RAG vs fine tuning: which one your problem actually needs
They solve different problems. Pick the wrong one and you pay for it in cost, accuracy or both.
"Should we use RAG or fine tune a model?" is one of the first questions on almost every AI project. It is also one of the most commonly answered wrongly, usually because the two are treated as competing solutions to the same problem. They are not. They solve different problems, and the right answer depends entirely on what you are actually trying to fix.
What each one actually does
Retrieval augmented generation (RAG) gives a model access to knowledge it was not trained on. You store your documents in a way the system can search, fetch the relevant passages at query time, and hand them to the model as context. The model's behaviour does not change. Its information does.
Fine tuning changes the model itself. You train it further on examples of the inputs and outputs you want, adjusting its weights so it behaves differently. Fine tuning changes how the model responds, its format, tone, structure or task, not what facts it knows.
RAG changes what the model knows. Fine tuning changes how it behaves. Most problems are knowledge problems.
Reach for RAG when the problem is knowledge
If your real issue is that the model does not know your business, its products, policies, documentation and support history, that is a knowledge problem, and RAG is almost always the answer. It fits when:
- Answers must be grounded in your own documents or data.
- That information changes, such as pricing, policy, inventory or new content.
- You need citations so users can verify and trust an answer.
- Different users should only see information they are permitted to.
The advantages compound. Update a document and the system is current immediately, with no retraining. Sources are traceable, so you can show your working. And because the relevant facts sit right in the context window, well built RAG hallucinates far less on questions about your domain.
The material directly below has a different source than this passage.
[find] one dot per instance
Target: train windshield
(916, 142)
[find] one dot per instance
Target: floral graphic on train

Reach for fine tuning when the problem is behaviour
Fine tuning earns its place when the model knows enough but does not act the way you need. Typical cases:
- A consistent output format or structure that prompting cannot pin down.
- A specific tone or voice the model keeps drifting away from.
- A narrow, repetitive classification or extraction task done at scale.
- Latency or cost pressure, where a smaller fine tuned model beats a larger general one.
The tradeoff is real. Fine tuning needs a quality dataset of examples, time to train and evaluate, and a new run whenever requirements change. It is an investment: worthwhile when the task is stable and high volume, wasteful when it is not.
A quick test
Ask one question: if the answer changed tomorrow, would I need to retrain the model? If yes, the problem is knowledge, so use RAG. If the issue is that responses are the wrong shape, tone or task regardless of the facts, the problem is behaviour, so consider fine tuning.
Often the answer is both, in the right order
Mature systems frequently use both: RAG to supply current, grounded knowledge, and a lightly fine tuned model to lock in a response format or a specialised task on top. They are complementary layers, not rivals.
But sequence matters. Start with RAG and strong prompting, because it is faster, cheaper and solves the majority of real world problems. Only fine tune once you have evidence that a genuine behaviour gap remains after retrieval is doing its job. Fine tuning first is how teams spend weeks training a model to fix a problem a good retrieval pipeline would have solved in days.
The bottom line
Diagnose the problem before you pick the tool. A knowledge gap, changing information or a need for citations points to RAG. A stable, repetitive task that needs a specific behaviour points to fine tuning. Get that diagnosis right and the technical decision is straightforward; get it wrong and you pay for it in cost, accuracy, or both.